KALI DHARMA X SHAKTI DHARMA

by PostModernity's Red-Headed Step-Child

"Um, yeh, like, I'd like to exchange this paradigm? It's tew scratch-ehy."

14.3.07

My Left Shoulder

OK, saw the orthopedist yesterday. Good news: we have taken an MRI of my shoulder, and will be scheduling surgery in the next shortish while. Then two weeks with the arm immobilized (should be fun) and some physical therapy after than, and as the Doc said, "Then, this won't happen ever again." I said, "So, after this I can swim in the ocean without worry?" He said, "You bet." Hurray!!! It's been For-Ev-ER since I felt safe to that. Which is a sadness because I heart the ocean big time. Also, the Doc explained why I couldn't get my shoulder in the last couple of times I was kissed by the Snarling Gods of Howling Ouch. I'll spare you the gory details, something to do with stretching and folding and swelling (which in this case, is the opposite of sexy), but it was nice to know that I wasn't being a baby, or chicken. It just could not happen. Where, before, I was able to deal with it most of the time. The surgery will likely be laproscopic, and recovery won't be too awful. My shoulder and arm will be immobilized for about two weeks after, and then physical therapy to get those muscles back. And then, I'll be able to dance, and do yoga, and climb trees, and ride horses, and swim, and pick up heavy objects at odd angles with my left arm, and put on my robe, and shoot a bow or a slingshot, and pull down a coffee mug from a high shelf, and have sex in ways I've avoided from some long time because of the Walking Shoulder. So, I am very excited about this.

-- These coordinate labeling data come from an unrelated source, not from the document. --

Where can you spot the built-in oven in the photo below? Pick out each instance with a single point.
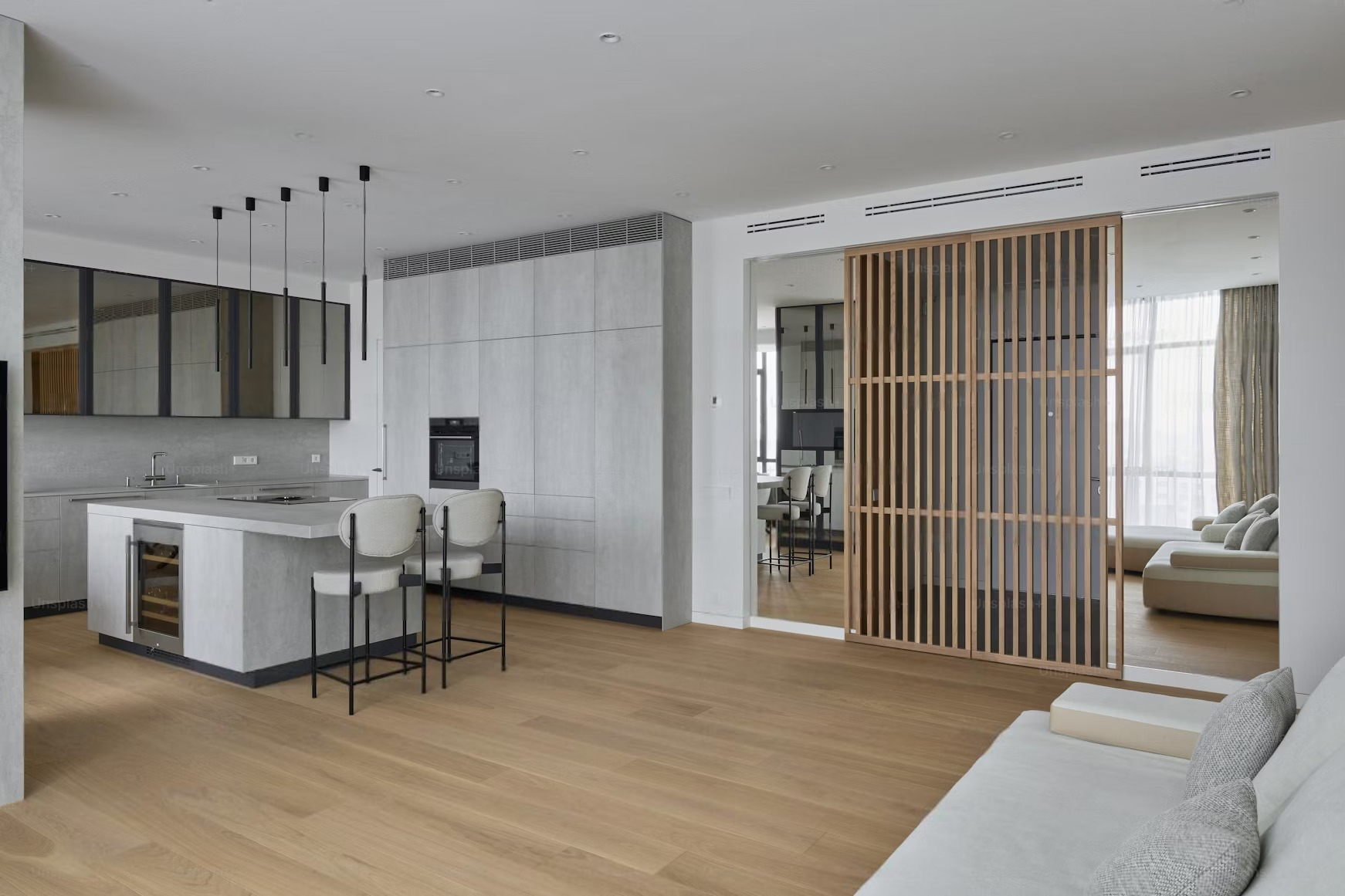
(453, 452)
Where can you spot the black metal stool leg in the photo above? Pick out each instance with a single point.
(313, 655)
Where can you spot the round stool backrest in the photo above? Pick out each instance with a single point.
(384, 526)
(474, 517)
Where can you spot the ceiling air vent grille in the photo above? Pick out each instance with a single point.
(1205, 162)
(977, 195)
(784, 224)
(538, 245)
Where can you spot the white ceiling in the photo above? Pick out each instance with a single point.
(737, 104)
(1201, 249)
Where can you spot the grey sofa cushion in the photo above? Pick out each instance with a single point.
(1262, 533)
(1270, 503)
(1234, 539)
(1207, 845)
(1243, 732)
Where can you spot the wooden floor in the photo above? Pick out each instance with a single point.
(1238, 649)
(608, 759)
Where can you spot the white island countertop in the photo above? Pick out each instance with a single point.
(293, 521)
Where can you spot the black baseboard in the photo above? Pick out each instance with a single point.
(257, 677)
(56, 610)
(557, 607)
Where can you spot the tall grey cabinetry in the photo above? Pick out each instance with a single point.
(578, 367)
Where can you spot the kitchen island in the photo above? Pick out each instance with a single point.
(222, 587)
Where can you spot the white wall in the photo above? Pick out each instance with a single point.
(1308, 174)
(11, 351)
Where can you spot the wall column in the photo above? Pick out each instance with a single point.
(11, 351)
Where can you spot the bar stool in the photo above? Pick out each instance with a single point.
(822, 492)
(798, 492)
(463, 521)
(374, 529)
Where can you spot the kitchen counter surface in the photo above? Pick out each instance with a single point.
(292, 521)
(54, 492)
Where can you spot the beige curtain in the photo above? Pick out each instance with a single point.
(1247, 394)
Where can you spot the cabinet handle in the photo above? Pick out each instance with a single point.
(130, 576)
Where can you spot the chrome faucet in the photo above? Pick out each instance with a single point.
(155, 476)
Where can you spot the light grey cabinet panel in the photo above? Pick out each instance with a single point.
(565, 293)
(506, 441)
(565, 414)
(507, 300)
(455, 380)
(628, 451)
(405, 313)
(41, 577)
(406, 418)
(455, 306)
(628, 287)
(564, 576)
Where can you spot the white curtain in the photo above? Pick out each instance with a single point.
(1169, 408)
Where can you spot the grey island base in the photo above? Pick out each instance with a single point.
(244, 581)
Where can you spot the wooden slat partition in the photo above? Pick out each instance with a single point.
(977, 489)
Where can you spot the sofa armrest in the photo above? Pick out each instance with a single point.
(1225, 560)
(1131, 718)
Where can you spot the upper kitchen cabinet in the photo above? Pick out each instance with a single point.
(628, 287)
(406, 313)
(125, 345)
(199, 350)
(323, 381)
(50, 340)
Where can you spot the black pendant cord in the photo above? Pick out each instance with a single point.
(323, 186)
(252, 206)
(217, 213)
(364, 279)
(284, 199)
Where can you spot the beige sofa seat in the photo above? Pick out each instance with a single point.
(1143, 543)
(1203, 577)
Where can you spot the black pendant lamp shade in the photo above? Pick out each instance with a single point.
(364, 279)
(323, 186)
(219, 215)
(250, 205)
(284, 199)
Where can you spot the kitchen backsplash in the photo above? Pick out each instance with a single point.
(103, 451)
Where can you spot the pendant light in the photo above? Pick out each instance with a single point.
(250, 205)
(323, 186)
(219, 215)
(364, 279)
(284, 198)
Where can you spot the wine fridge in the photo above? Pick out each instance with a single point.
(154, 587)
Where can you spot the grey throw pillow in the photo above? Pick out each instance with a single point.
(1207, 845)
(1262, 533)
(1234, 539)
(1270, 503)
(1243, 732)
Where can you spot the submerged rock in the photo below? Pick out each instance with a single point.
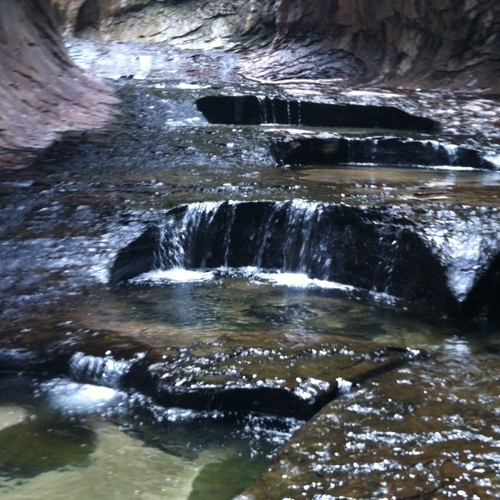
(387, 250)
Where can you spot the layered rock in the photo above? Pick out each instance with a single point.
(410, 43)
(191, 24)
(43, 93)
(422, 43)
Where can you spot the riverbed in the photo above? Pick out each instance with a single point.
(134, 382)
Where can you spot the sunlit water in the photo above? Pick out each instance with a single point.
(63, 223)
(61, 440)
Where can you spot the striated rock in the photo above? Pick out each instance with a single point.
(380, 250)
(43, 93)
(191, 24)
(410, 43)
(424, 43)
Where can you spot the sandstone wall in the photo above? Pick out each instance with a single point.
(42, 93)
(194, 24)
(419, 41)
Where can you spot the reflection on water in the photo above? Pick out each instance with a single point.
(61, 440)
(251, 300)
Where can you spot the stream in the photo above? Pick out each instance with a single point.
(247, 296)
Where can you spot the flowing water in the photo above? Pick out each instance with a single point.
(164, 167)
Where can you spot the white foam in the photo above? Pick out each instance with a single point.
(299, 280)
(177, 275)
(72, 397)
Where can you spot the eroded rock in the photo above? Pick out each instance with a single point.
(43, 94)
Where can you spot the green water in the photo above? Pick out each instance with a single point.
(60, 446)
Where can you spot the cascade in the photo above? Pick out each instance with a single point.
(104, 371)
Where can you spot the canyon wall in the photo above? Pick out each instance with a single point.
(424, 43)
(42, 93)
(420, 42)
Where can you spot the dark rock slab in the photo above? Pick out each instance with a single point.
(385, 151)
(252, 110)
(407, 433)
(425, 263)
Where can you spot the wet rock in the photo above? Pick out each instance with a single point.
(371, 249)
(411, 43)
(234, 373)
(425, 436)
(192, 24)
(392, 151)
(252, 110)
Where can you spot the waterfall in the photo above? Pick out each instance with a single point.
(104, 371)
(280, 236)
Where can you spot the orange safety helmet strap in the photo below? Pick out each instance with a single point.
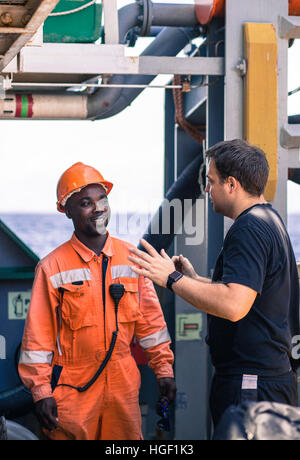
(76, 177)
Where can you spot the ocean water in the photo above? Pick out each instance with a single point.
(44, 232)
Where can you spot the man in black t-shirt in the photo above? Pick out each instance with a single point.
(253, 299)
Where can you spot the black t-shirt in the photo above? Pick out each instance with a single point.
(257, 253)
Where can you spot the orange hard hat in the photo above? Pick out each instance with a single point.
(74, 179)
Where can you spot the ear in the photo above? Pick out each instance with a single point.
(68, 212)
(232, 184)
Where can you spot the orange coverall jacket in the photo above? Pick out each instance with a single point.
(69, 335)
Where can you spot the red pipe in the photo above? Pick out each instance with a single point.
(206, 10)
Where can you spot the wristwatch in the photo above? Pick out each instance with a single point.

Next time someone says, "Hey, you want to go to the beach?" I'll say, "Oh hell yes, Mother Ocean here I come!" Because, I won't have to just sit and walk and build things with sand, I can swim!!! Which is the whole point of going to beach. For me, anyway.

Ohboyohboyohboy!

Now, here's what I learned. I do that thing most people do where I worry about phantoms. I worry about my future, or my past, or whether I can really write, or whether I will get published, or whatever Is Not Here and Happening. Like I need to be constantly ready. This goes on underneath and behind what most people experience as my sparkling and generous personality. Well, then something happened in the hear and now, and it was literally howlingly painful, I was a small, panting, scared, animal who wanted nothing more than to pass out. And then, I was exhausted for two days. Here and Now. What I learned, and hope to train myself to remember, is that I need to save up my freak-out energy for when there's something to really freak out about, and remember that when something happens, that What I'm Trying to Be Ready For, I'm already ready.

Also, thanks to Fleur and Hemingway for sitting with me, trying to help bring my arm down from that funky angle it got stuck in so that we could do something about it by giving me muscle relaxers meant for the dog and holding a footstool under my arm for a very long time indeed. And then, driving me to the ER, and letting me whimper and cry and scream, and then taking super amazing care of me after by buying me a cheeseburger and chocolate shake because I hadn't eaten all day and it was 4 pm. You were doing all the right things, that shoulder was just not gonna play nice. And to the ER doc who said, "Do you trust me?" in such a way that the only answer and state of being was, "Yes," and then fixed my arm. You were very cool. I'm rich for having you.

Meanwhile, This thing now with the Attorney General and all that?? After each and every other really jaw dropping thing. I conclude that there simply is no bottom to the damage this admin is willing to do to this country. None. Get your parachutes people. I have to stop watching the news.

2 comments:

Skye @ Planet Jinxatron said...

Ouch, but glad good things are coming soon with your poor arm. Now I need to send YOU a card! If I could only get up...

PMRSC said...

Don't get up. If you must send a card, make dear C-man go get it. The attention here is plenty. Seems we're all being "visited" these days. Good in the long run, FUBAR in the short. I'm cranking away at prepping "hey i could adjunct teach at your college" letters --- because I only have to move my fingers to do that, and I was going to do it last week. Bleh. Anyway, Princess, thanks a bunch. You're good.